Grading Your Trades
As we stressed in Timing Exits, your objective shouldn't be to try and buy at the bottom and sell at the top, but rather to get on board an upmove as early as possible and ride the trend higher to take a big chunk out of the move. We're indebted to Dr. Alexander Elder for his idea of Grading Your Trades.
All software charting packages allow you to draw Moving Averages, either simple or exponential, and most will allow you to draw a channel either side of that moving average (MA) at a certain percentage distance away - for example a 10% channel would draw one line at 10% above the MA line and another 10% below it. What percentage should you use? The idea is to try out various percentages until you find the one that will encompass around 95% of the price action for your chosen period, normally the last three months. The correct channel can be visualized as fitting the prices like a shirt,with just the collars and cuffs sticking out!
Now you measure the width of the channel, by deducting the lower line from the upper line. This is the value of the recent 'normal' fluctuations in that stock's price. For an A grade, you are looking to capture 30% of that channel or more. Any trade that captures 20-30% of the channel gets a B; 10-20% gets a C; below 10% is a C-, and below zero is a D. So for instance if the channel width is $20 you would be looking to capture an upmove above your purchase price of at least $6 for an A grade.
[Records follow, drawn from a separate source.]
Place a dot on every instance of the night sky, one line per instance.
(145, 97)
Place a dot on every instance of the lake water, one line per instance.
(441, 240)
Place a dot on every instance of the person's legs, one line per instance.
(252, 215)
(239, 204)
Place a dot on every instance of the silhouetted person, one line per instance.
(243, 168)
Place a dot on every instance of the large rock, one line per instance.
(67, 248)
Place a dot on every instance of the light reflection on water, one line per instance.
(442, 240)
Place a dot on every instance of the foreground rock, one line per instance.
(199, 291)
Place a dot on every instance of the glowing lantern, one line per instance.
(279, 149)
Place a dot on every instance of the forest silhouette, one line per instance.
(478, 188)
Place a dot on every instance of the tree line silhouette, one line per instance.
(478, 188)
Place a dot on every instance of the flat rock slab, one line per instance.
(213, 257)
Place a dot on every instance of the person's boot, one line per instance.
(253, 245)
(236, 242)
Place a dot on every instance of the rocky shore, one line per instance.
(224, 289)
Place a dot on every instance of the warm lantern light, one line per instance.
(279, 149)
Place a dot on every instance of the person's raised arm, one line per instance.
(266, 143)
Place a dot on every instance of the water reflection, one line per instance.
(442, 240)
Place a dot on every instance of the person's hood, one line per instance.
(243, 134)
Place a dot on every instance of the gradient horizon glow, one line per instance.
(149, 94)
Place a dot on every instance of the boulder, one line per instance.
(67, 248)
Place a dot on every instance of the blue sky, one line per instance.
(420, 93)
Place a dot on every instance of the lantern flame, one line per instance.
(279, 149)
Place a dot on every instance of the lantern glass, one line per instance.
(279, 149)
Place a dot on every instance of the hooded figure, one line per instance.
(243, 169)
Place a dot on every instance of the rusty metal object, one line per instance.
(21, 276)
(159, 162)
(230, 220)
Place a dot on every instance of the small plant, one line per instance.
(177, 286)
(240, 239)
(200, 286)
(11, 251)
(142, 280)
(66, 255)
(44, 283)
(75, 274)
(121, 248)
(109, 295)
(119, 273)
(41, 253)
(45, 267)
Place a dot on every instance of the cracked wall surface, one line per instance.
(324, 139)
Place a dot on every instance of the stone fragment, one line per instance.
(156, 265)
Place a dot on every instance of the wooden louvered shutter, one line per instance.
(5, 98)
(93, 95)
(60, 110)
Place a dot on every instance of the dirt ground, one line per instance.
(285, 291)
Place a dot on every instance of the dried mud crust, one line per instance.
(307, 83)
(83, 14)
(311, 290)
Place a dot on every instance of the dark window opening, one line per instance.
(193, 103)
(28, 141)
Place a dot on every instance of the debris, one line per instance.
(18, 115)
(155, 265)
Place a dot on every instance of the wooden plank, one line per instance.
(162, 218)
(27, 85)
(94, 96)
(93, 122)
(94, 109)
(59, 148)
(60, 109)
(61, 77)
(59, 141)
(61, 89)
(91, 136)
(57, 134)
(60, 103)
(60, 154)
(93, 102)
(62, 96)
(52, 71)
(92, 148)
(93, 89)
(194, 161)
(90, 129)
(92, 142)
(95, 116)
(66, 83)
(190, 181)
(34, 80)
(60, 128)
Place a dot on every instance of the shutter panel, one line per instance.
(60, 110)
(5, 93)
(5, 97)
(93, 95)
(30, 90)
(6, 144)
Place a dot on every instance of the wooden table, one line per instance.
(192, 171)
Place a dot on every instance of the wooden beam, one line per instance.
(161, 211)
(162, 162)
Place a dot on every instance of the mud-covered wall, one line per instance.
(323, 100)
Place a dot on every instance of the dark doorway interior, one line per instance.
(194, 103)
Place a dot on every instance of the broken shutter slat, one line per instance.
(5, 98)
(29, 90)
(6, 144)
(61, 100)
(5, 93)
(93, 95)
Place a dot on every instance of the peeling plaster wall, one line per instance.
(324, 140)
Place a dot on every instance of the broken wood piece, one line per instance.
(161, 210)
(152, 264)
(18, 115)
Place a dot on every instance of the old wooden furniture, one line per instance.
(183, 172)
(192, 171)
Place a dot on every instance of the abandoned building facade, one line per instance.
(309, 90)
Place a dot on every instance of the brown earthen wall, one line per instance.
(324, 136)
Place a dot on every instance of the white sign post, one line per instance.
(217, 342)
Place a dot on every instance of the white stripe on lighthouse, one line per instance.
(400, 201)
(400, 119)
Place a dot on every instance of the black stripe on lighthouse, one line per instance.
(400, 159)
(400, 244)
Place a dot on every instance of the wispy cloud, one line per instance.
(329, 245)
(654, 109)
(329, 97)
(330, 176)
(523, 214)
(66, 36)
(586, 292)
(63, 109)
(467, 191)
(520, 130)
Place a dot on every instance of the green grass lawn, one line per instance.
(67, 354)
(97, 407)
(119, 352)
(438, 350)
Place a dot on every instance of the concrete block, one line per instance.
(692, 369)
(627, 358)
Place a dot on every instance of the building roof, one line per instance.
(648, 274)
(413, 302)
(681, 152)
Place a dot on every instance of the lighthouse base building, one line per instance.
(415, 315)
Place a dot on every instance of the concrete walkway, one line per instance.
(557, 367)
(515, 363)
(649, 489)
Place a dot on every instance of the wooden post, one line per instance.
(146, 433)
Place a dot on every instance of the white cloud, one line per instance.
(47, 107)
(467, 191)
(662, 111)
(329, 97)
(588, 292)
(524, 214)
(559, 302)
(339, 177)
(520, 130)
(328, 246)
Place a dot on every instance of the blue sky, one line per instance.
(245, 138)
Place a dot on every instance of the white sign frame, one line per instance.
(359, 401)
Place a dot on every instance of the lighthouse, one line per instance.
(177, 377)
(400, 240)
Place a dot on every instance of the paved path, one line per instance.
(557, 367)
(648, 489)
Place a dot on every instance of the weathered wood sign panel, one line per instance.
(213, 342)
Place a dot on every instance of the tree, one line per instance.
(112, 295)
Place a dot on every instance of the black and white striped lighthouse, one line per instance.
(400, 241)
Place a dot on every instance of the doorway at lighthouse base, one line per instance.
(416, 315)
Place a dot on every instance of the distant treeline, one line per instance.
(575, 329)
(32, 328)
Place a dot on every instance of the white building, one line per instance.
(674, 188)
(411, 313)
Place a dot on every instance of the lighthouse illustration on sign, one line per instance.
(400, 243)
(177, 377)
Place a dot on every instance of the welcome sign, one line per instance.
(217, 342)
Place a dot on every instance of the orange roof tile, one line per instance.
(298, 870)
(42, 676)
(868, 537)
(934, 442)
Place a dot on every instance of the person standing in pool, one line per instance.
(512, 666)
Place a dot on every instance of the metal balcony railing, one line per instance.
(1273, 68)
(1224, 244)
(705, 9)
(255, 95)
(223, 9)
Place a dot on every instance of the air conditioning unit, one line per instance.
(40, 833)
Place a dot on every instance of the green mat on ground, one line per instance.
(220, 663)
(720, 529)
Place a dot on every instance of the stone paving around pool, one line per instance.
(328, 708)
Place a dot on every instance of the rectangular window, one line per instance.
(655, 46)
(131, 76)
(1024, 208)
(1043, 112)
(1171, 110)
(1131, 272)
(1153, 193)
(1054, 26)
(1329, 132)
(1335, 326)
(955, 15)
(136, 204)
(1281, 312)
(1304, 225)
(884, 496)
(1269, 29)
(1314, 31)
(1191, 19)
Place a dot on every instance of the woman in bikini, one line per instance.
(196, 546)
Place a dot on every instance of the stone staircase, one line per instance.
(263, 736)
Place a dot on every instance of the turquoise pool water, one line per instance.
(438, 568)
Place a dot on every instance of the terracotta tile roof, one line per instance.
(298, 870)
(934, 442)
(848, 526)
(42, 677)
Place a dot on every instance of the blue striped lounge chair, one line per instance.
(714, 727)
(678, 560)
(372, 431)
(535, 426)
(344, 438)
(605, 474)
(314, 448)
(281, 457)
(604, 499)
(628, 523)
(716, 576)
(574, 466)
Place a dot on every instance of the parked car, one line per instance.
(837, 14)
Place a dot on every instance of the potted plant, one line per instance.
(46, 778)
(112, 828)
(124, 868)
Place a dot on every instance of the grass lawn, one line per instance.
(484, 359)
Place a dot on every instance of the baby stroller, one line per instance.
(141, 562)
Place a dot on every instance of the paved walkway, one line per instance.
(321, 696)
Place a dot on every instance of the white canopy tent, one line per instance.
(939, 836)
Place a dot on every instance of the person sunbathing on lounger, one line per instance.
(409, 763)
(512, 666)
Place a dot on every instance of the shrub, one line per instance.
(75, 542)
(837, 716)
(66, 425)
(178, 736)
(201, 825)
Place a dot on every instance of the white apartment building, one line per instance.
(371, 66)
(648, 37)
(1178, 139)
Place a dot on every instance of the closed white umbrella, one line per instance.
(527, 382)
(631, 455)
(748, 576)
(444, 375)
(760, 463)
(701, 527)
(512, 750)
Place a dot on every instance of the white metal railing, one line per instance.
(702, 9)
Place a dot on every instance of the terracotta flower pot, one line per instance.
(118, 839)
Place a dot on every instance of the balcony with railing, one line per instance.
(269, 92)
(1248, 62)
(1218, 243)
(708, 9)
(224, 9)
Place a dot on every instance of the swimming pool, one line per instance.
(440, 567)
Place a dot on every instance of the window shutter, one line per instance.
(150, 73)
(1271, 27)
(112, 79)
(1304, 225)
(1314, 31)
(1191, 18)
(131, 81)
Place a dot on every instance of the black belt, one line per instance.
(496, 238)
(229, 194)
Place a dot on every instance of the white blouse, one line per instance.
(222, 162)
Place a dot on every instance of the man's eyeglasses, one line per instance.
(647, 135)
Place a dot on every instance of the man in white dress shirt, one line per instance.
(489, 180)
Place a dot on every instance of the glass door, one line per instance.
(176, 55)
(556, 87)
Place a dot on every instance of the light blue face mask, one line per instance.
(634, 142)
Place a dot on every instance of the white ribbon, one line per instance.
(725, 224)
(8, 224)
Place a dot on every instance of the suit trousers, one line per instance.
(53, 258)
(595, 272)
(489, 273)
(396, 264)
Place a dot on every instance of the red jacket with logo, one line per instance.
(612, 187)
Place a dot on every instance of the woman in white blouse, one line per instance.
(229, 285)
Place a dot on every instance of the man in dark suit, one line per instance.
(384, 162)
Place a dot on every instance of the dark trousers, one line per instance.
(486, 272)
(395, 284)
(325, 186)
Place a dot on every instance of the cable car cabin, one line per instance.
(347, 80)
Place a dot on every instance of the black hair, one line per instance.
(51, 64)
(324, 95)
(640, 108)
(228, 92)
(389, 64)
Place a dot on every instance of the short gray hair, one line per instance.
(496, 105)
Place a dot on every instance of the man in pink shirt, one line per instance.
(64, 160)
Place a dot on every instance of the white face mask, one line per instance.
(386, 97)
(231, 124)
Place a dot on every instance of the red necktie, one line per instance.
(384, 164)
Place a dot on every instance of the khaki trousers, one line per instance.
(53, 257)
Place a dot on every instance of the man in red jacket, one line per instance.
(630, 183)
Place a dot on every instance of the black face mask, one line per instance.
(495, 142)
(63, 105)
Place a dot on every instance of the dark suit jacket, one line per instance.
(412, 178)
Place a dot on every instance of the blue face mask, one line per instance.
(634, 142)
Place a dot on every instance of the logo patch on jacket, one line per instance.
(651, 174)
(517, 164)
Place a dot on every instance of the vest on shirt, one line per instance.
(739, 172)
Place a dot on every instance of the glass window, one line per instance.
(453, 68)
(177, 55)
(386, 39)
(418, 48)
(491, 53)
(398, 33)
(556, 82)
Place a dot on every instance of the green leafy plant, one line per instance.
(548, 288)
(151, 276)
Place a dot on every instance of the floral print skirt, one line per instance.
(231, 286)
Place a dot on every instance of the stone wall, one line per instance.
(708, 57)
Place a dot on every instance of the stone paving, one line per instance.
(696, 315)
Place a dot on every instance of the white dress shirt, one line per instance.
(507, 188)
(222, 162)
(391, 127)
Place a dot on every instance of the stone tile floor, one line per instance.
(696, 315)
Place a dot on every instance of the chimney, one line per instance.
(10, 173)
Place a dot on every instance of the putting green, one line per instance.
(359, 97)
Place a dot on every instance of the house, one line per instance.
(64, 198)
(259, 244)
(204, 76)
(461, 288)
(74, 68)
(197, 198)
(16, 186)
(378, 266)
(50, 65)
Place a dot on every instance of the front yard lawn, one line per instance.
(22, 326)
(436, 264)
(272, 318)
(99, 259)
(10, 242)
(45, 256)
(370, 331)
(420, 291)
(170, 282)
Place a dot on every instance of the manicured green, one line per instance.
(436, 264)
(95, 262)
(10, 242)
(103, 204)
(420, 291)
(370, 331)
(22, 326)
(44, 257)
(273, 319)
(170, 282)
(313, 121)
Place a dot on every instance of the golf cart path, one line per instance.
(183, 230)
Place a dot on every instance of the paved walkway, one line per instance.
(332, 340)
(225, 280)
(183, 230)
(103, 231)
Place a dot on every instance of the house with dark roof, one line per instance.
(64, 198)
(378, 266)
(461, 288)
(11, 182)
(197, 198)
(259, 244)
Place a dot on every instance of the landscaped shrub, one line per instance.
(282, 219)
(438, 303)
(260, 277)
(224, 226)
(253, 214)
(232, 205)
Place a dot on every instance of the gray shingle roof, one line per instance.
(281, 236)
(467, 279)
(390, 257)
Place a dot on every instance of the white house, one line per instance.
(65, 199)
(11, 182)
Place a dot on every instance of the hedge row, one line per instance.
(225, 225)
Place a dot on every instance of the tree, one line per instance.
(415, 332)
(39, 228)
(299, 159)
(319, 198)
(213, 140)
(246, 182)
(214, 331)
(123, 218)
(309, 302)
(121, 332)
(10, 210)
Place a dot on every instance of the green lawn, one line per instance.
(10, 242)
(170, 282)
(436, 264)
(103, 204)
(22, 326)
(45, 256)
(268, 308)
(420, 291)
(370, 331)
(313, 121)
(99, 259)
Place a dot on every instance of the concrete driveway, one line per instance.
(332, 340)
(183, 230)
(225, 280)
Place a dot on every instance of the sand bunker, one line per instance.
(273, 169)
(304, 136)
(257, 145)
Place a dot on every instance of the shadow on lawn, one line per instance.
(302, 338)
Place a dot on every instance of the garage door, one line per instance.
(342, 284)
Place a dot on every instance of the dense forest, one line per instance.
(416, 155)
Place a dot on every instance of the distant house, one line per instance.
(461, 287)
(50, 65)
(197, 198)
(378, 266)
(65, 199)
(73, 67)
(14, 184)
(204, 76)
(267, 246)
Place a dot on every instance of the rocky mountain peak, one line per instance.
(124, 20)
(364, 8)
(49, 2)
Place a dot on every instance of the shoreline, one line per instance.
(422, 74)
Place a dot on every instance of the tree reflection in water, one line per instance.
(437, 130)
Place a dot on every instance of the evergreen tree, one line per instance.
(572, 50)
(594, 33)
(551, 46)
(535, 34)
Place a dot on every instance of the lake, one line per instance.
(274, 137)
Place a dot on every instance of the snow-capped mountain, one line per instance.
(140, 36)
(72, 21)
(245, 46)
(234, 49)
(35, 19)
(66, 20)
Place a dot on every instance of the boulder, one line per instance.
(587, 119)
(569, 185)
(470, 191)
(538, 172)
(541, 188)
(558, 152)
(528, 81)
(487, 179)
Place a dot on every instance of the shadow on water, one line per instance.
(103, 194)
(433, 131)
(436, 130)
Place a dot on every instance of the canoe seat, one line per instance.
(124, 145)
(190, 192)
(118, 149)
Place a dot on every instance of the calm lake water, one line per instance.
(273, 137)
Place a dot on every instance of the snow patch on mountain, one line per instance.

The channel width can also give you a reality check on your proposed purchase. Some stocks have a very narrow channel and may not be worth the risk - so if your proposed purchase has a channel width of $5, you would be looking for a gain of at least $1.50 (30%). However, if your stop loss is $2 the purchase doesn't make sense - you would be risking $2 to potentially earn $1.50. There is no fixed number, but normally you should look for a reward-to-risk ratio of around 3-to-1 to make the trade worthwhile.